Azorean tuna is perhaps only second to Japan in its quality and freshness – for the gourmand’s version, look no further than daily-changing menu at the farm-to-table Cardume restaurant inside White Exclusive Suites & Villas. Here Chef André Fragoeiro never makes the same dish twice, but tuna sashimi with ponzu sauce and fennel apple salad is an example of what might hit your plate between May and October. Chase it all down with volcanic wines from neighboring Pico island. At Bar Caloura in Água de Pau, you’ll not only fight Azoreans for a table, you’ll fight the wind and crashing waves as well.

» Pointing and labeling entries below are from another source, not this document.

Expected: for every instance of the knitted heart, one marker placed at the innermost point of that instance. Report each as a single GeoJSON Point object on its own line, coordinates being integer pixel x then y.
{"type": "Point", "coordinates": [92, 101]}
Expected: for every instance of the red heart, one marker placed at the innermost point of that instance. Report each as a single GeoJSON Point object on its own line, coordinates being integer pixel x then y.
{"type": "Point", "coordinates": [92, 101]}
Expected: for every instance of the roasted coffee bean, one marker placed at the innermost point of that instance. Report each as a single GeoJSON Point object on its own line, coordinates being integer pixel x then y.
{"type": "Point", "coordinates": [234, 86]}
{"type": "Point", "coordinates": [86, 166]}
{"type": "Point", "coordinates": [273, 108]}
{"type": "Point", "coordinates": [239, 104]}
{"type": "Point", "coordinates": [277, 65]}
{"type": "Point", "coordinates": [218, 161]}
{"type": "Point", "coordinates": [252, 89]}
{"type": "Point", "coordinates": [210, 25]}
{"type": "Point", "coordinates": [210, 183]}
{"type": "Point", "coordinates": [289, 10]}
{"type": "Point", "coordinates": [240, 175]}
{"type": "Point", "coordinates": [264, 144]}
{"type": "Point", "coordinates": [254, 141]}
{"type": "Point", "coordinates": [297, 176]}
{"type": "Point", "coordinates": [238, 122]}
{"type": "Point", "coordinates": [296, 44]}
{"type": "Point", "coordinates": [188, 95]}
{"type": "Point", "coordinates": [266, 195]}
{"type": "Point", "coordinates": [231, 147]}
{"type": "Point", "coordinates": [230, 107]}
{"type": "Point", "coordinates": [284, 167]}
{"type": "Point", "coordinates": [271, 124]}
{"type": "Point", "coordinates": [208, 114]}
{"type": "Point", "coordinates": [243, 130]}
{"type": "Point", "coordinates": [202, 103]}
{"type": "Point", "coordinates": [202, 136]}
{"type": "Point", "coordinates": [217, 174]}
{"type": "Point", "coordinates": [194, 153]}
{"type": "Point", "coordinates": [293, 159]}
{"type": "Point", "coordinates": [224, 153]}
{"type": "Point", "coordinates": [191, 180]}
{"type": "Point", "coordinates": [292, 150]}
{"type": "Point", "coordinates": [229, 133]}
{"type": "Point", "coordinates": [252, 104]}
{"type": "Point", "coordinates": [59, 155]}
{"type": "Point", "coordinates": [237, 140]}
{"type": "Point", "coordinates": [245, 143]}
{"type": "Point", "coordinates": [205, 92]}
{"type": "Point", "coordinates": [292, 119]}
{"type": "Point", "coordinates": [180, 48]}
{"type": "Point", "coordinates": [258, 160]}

A simple seafooder at heart – perfectly grilled daily catch and outstanding octopus salad are the way to go. Ponta do Garajau in Ribeira Quente is a great spot to try grilled limpets, a local mollusk, served sizzling in butter, pepper, and garlic. And don’t miss a sweet finale at Queijadas da Vila do Morgado, where missing the island’s most famous custard cakes, a 16th century recipe originating with the nuns of Saint André’s Convent, would be unforgivable.